Ein Beispiel für die, ihren Ursprung nicht verratenden Objekte, sind die höchst fragilen halbkugelförmigen Skulpturen, die an eine Anhäufung geborstener Eierschalen erinnern. Es sind zarte und gefärbte Objekte, aus handgeschöpftem Papier geschaffen, leicht und höchst verletzlich, die die Künstlerin 1997 raumgreifend am Boden und in der Luft in einem ehemals sakralen Raum im Elsässer Städtchen Alspach-Kaysersberg installierte. Neben den üblichen und gewohnten Räumen für die Präsentation von Kunst spielen aber auch Kirchen oder ehemalige Gotteshäuser als Ausstellungsorte eine wichtige Rolle in der Werkbiografie der Künstlerin. So nutzte sie das Pariser Kloster Bénédictines de Sainte-Bathilde für ein interreligiöses Projekt anlässlich internationaler Fluchtbewegungen.

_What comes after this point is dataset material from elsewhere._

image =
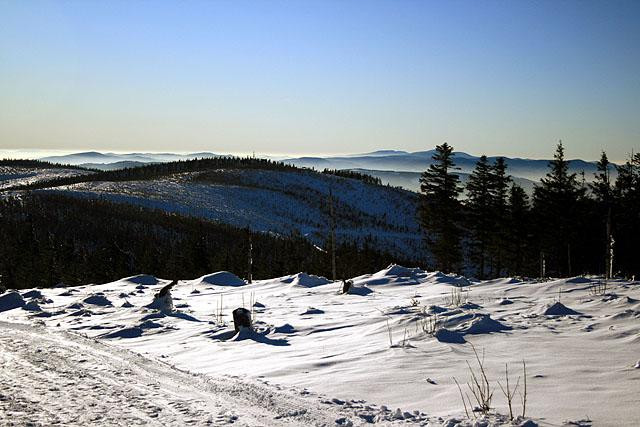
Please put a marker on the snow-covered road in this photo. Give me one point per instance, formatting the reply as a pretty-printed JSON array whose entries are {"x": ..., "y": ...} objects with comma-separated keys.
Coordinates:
[{"x": 51, "y": 378}]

Die Verortung der Menschen oder ihre notgedrungene Ortlosigkeit aufgrund von Vertreibung, Hunger und Krieg, die in Fluchtbewegungen münden und letztlich ihr Stranden in einer neuen Umgebung mit fremder Sprache und einem schweren Gepäck traumatischer Erlebnisse und Erinnerungen, ist ein thematisches Feld, dem sich Bittiger immer wieder gewidmet hat. Das Sammeln der Stimmen und Erzählungen Geflüchteter und deren Überführung in akustischen Wand- und Bodeninstallationen künden nicht nur von Empathie, sondern sind Ausdruck einer universalistischen Überzeugung. (Matthias Reichelt)

Bittiger’s aesthetic is unobtrusive and signals neither with aplomb nor with obtrusiveness: Here I am! These are works based on a careful staging and processing of materials into sculptural structures and expansive installations that defy a direct approach on the exclusive level of language, which makes it difficult or even aporic to grasp them with a text. A common thread in the artist’s work is the profanity of the materials, which have their origins in industrial production, can be found in people’s everyday lives and are remodelled by Hadmut Bittiger with experimental and technical finesse. In their transformed form, the materials appear completely new to the viewer and do not necessarily reveal their origins. One exception is probably the transparent, thin cellophane bags – familiar from the confectionery trade – which Bittiger uses in various installation works and objects.

The highly fragile hemispherical sculptures, which are reminiscent of an accumulation of cracked eggshells, are an example of objects that do not reveal their origin. They are delicate and coloured objects, made of handmade paper, light and extremely vulnerable, which the artist installed in 1997 in a formerly sacred space in the Alsatian town of Alspach-Kaysersberg. In addition to the usual and customary spaces for the presentation of art, churches or former places of worship also play an important role as exhibition venues in the artist’s work biography. For example, she used the Bénédictines de Sainte-Bathilde convent in Paris for an interreligious project to mark international refugee movements.

The localisation of people or their forced displacement due to displacement, hunger and war, which result in flight movements and ultimately their stranding in a new environment with a foreign language and a heavy baggage of traumatic experiences and memories, is a thematic field to which Bittiger has repeatedly devoted herself. Collecting the voices and stories of refugees and translating them into acoustic wall and floor installations is not only a sign of empathy, but also an expression of universalist conviction.